Maximum Likelihood Normals

Why

We want to select a normal density which summarizes well a dataset.

Formulation

Let $D = (x^1, \dots , x^n)$ be a dataset in $\R $. We want to select a density from among normal densities, which require specifying a mean and covariance.

Following the principle of maximum likelihood, we want to solve

\[ \maximizationn{\mu ,\sigma \in \R }{ \prod_{k = 1}^{n} \normaldensity{x^k}{\mu }{\sigma } }{ \sigma > 0 \\ } \]

We call a solution to the above problem a maximum likelihood normal density with respect to the dataset.

Solution

Let $(x^1, \dots , x^n)$ be a dataset in $\R $. Let $f$ be a normal density with mean

\[ \frac{1}{n} \sum_{k = 1}^{n} x^k \]

and covariance

\[ \frac{1}{n} \sum_{k = 1}^{n} \left(x^k - \frac{1}{n} \sum_{k = 1}^{n} x^k\right)^2. \]

Then $f$ is a maximum likelihood normal density.

Every normal density has two parameters: the mean and the covariance. If the likelihood of one normal is less than or equal to the likelihood of another, then so also with their log likelihoods. Let $f$ be a normal density with parameter $\mu $ and $\sigma ^2$. We express the log likelihood of $f$ by

\[ \sum_{k = 1}^{n} \left( \frac{1}{2\sigma ^2}(x^k - \mu )^2 - \frac{1}{2}\log2\pi \sigma ^2\right) \]

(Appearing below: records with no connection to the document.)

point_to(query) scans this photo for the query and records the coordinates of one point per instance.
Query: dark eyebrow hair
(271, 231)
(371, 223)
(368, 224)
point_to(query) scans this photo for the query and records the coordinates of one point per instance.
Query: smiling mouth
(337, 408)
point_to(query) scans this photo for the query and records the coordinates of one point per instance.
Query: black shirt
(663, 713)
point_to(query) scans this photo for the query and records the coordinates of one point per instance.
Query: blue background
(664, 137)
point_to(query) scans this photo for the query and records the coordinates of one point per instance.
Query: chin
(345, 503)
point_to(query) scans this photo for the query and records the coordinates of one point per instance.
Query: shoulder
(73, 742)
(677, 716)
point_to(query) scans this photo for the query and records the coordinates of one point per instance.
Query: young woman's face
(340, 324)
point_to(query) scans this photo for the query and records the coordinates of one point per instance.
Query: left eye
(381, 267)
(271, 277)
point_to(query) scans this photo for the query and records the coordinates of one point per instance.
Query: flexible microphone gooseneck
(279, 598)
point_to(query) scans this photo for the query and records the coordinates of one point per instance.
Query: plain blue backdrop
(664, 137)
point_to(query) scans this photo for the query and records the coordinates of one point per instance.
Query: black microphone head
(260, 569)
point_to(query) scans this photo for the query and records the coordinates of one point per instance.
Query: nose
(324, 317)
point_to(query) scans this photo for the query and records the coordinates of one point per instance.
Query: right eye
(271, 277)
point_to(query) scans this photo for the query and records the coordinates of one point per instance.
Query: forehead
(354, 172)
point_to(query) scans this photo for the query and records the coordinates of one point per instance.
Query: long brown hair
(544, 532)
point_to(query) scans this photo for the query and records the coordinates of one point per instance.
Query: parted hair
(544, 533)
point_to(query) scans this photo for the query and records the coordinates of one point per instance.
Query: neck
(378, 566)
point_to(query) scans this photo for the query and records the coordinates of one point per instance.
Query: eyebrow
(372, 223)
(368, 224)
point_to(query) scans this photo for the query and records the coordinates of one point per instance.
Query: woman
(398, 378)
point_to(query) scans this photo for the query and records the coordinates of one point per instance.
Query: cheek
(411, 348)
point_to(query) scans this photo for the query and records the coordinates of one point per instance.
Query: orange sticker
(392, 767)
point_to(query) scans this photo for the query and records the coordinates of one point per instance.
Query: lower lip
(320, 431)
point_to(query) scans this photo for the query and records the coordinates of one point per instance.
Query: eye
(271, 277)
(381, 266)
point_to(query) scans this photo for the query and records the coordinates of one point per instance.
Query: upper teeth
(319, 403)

The partial derivative of the log likelihood with respect to the mean $(\partial_{\mu } \ell ): \R ^2 \to \R $ is

\[ (\partial_\mu \ell )(\mu , \sigma ^2) = - \sum_{k = 1}^{n} \frac{1}{\sigma ^2}(x - \mu ) \]

and with respect to the covariance $(\partial_{\sigma ^2} \ell ): \R ^2 \to \R $ is

\[ (\partial_{\sigma ^2} \ell )(\mu , \sigma ^2) = \left(\frac{-1}{2(\sigma ^2)^{2}}\sum_{k = 1}^{n}(x^k - \mu )^2\right)- \frac{1}{2\sigma ^2} \]

We are interested in finding $\mu _0 \in \R $ and $\sigma ^2_0 > 0$, at which $\partial_\mu \ell (\mu _0, \sigma ^2_0) = 0$ and $\partial_{\sigma ^2} \ell (\mu _0, \sigma ^2_0) = 0$. So we have two equations. First, notice that $\partial_\mu \ell $ is zero if an only if its first argument (the mean) is $\frac{1}{n} \sum_{k = 1}^{n} x^k$. Second, notice that for all $\mu , \sigma ^2$, $\partial_{\sigma ^2}\ell $ is zero if and only if

\[ \sigma ^2 = \sum_{k = 1}^{n} (x^k - \mu )^2. \]

So the pair

\[ \left(\frac{1}{n}\sum_{k = 1}^{k} x^k, \frac{1}{n} \sum_{k = 1}^{n} (x_k - \frac{1}{n} \sum_{k = 1}^{n} x^k)^2\right) \]

is a stationary point of $\ell $.